Concrete signals when running MCP-connected agents:

  • agent.tool.name — OTel span attribute identifying which MCP tool was invoked; slice eval failures by this to find faulty tools.
  • FunctionCallAccuracy — returns whether the right tool was called with the right arguments; the headline metric for MCP agents.
  • ToolSelectionAccuracy — scores tool selection at each decision point in the trajectory.
  • MCP server latency p99 — span duration under the MCP tool span; surfaces upstream-tool slowness as an agent regression cause.
  • Tool-call count per taskagent.trajectory.step count filtered to MCP tool spans; detects loops and inefficient trajectories.

Minimal Python:

from fi.evals import FunctionCallAccuracy, ToolSelectionAccuracy

fca = FunctionCallAccuracy()
tsa = ToolSelectionAccuracy()

# Score a captured trajectory:
# fca.evaluate(input=..., output=tool_call, expected_output=expected_call)

Common mistakes

  • Trusting an MCP server’s advertised tool list as static. Servers can add or remove tools at runtime; refresh discovery and alert on unexpected schema changes.
  • Skipping the guardrail between LLM and MCP server. Indirect prompt injection in a tool response can trigger lateral calls before normal output filters run.
  • Evaluating only end-to-end task completion. A task-level pass hides wrong intermediate tools; slice failures by mcp.server.name and agent.tool.name.
  • Sharing MCP credentials across users. Each MCP session needs its own authorization scope; otherwise one agent run can inherit another user’s tool access.
  • Ignoring argument-schema drift. A changed input field can create silent no-op calls; pin schema versions and run FunctionCallAccuracy on recorded trajectories.

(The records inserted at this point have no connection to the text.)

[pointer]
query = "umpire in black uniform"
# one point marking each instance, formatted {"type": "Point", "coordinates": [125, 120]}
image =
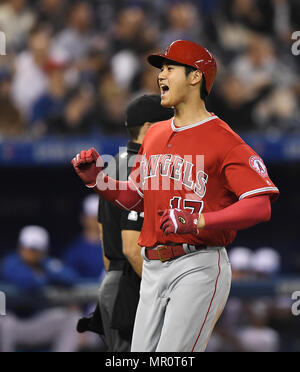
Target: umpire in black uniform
{"type": "Point", "coordinates": [119, 292]}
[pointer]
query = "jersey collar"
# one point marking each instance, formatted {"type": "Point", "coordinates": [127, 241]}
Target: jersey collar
{"type": "Point", "coordinates": [180, 129]}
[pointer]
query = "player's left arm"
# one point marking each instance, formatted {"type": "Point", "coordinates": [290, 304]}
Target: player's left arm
{"type": "Point", "coordinates": [241, 215]}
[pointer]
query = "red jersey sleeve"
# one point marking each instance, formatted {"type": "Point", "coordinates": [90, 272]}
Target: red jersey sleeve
{"type": "Point", "coordinates": [246, 174]}
{"type": "Point", "coordinates": [136, 175]}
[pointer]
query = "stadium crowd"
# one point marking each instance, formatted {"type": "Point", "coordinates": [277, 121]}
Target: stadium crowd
{"type": "Point", "coordinates": [72, 66]}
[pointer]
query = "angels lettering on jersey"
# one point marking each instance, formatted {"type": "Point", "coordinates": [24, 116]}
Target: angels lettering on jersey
{"type": "Point", "coordinates": [172, 172]}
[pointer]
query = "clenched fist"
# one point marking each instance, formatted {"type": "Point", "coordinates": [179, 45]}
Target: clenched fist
{"type": "Point", "coordinates": [88, 164]}
{"type": "Point", "coordinates": [177, 221]}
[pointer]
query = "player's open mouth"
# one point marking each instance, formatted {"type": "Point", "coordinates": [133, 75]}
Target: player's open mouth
{"type": "Point", "coordinates": [164, 90]}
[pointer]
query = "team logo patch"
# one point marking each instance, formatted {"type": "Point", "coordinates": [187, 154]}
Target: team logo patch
{"type": "Point", "coordinates": [258, 165]}
{"type": "Point", "coordinates": [182, 220]}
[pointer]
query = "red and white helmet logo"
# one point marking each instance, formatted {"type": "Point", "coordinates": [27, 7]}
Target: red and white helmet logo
{"type": "Point", "coordinates": [258, 165]}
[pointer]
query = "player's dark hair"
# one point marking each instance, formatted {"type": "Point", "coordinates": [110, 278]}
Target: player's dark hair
{"type": "Point", "coordinates": [203, 91]}
{"type": "Point", "coordinates": [134, 132]}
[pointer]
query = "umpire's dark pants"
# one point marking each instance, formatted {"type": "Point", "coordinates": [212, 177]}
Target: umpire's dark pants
{"type": "Point", "coordinates": [108, 293]}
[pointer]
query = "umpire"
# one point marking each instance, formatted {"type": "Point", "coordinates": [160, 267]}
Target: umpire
{"type": "Point", "coordinates": [120, 230]}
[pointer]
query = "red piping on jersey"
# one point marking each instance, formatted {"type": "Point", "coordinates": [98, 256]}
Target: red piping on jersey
{"type": "Point", "coordinates": [216, 284]}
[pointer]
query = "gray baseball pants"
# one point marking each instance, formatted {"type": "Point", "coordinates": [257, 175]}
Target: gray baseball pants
{"type": "Point", "coordinates": [181, 301]}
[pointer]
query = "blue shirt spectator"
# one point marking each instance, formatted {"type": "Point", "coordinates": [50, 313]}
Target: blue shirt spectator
{"type": "Point", "coordinates": [48, 271]}
{"type": "Point", "coordinates": [84, 254]}
{"type": "Point", "coordinates": [84, 257]}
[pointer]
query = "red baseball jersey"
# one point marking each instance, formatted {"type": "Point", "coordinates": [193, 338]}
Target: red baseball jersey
{"type": "Point", "coordinates": [202, 167]}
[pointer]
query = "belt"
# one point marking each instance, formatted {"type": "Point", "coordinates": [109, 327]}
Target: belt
{"type": "Point", "coordinates": [170, 252]}
{"type": "Point", "coordinates": [116, 265]}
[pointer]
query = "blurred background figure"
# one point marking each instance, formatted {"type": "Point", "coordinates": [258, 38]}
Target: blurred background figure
{"type": "Point", "coordinates": [11, 120]}
{"type": "Point", "coordinates": [266, 263]}
{"type": "Point", "coordinates": [16, 20]}
{"type": "Point", "coordinates": [70, 71]}
{"type": "Point", "coordinates": [241, 263]}
{"type": "Point", "coordinates": [183, 23]}
{"type": "Point", "coordinates": [30, 80]}
{"type": "Point", "coordinates": [30, 324]}
{"type": "Point", "coordinates": [75, 40]}
{"type": "Point", "coordinates": [84, 254]}
{"type": "Point", "coordinates": [257, 335]}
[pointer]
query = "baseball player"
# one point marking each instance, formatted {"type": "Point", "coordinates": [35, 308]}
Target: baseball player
{"type": "Point", "coordinates": [198, 183]}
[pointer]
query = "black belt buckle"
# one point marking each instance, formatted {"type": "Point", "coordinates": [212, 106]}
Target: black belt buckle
{"type": "Point", "coordinates": [159, 249]}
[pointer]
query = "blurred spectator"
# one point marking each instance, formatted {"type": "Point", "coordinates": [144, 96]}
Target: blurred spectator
{"type": "Point", "coordinates": [52, 12]}
{"type": "Point", "coordinates": [109, 107]}
{"type": "Point", "coordinates": [232, 102]}
{"type": "Point", "coordinates": [11, 121]}
{"type": "Point", "coordinates": [130, 31]}
{"type": "Point", "coordinates": [258, 336]}
{"type": "Point", "coordinates": [30, 79]}
{"type": "Point", "coordinates": [74, 119]}
{"type": "Point", "coordinates": [131, 37]}
{"type": "Point", "coordinates": [84, 254]}
{"type": "Point", "coordinates": [257, 66]}
{"type": "Point", "coordinates": [183, 23]}
{"type": "Point", "coordinates": [241, 263]}
{"type": "Point", "coordinates": [31, 270]}
{"type": "Point", "coordinates": [16, 20]}
{"type": "Point", "coordinates": [75, 40]}
{"type": "Point", "coordinates": [254, 15]}
{"type": "Point", "coordinates": [279, 111]}
{"type": "Point", "coordinates": [51, 103]}
{"type": "Point", "coordinates": [266, 262]}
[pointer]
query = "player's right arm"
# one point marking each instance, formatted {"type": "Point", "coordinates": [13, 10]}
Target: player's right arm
{"type": "Point", "coordinates": [124, 194]}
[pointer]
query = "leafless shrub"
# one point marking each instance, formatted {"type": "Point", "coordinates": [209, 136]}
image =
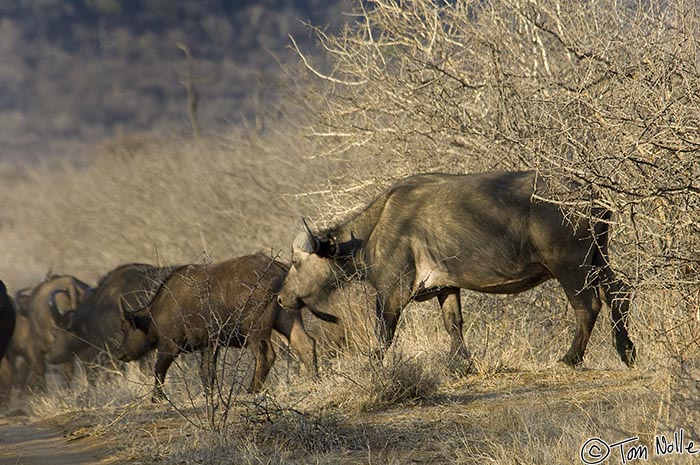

Frequently Asked Questions

What is the Model Context Protocol (MCP)?

MCP is an open JSON-RPC protocol introduced by Anthropic in 2024 that standardizes how LLMs and agents connect to tools, data sources, and context providers via a common server-client interface.

How is MCP different from function calling?

Function calling is the LLM-side mechanism for invoking a tool; MCP is the wire protocol that lets the same tool be exposed to any compliant client. MCP makes tools portable across hosts.

How do you evaluate MCP-connected agents?

Instrument the MCP client with traceAI-mcp, capture each tool call as a span with agent.tool.name attribute, and run FunctionCallAccuracy and ToolSelectionAccuracy evaluators against the trajectory.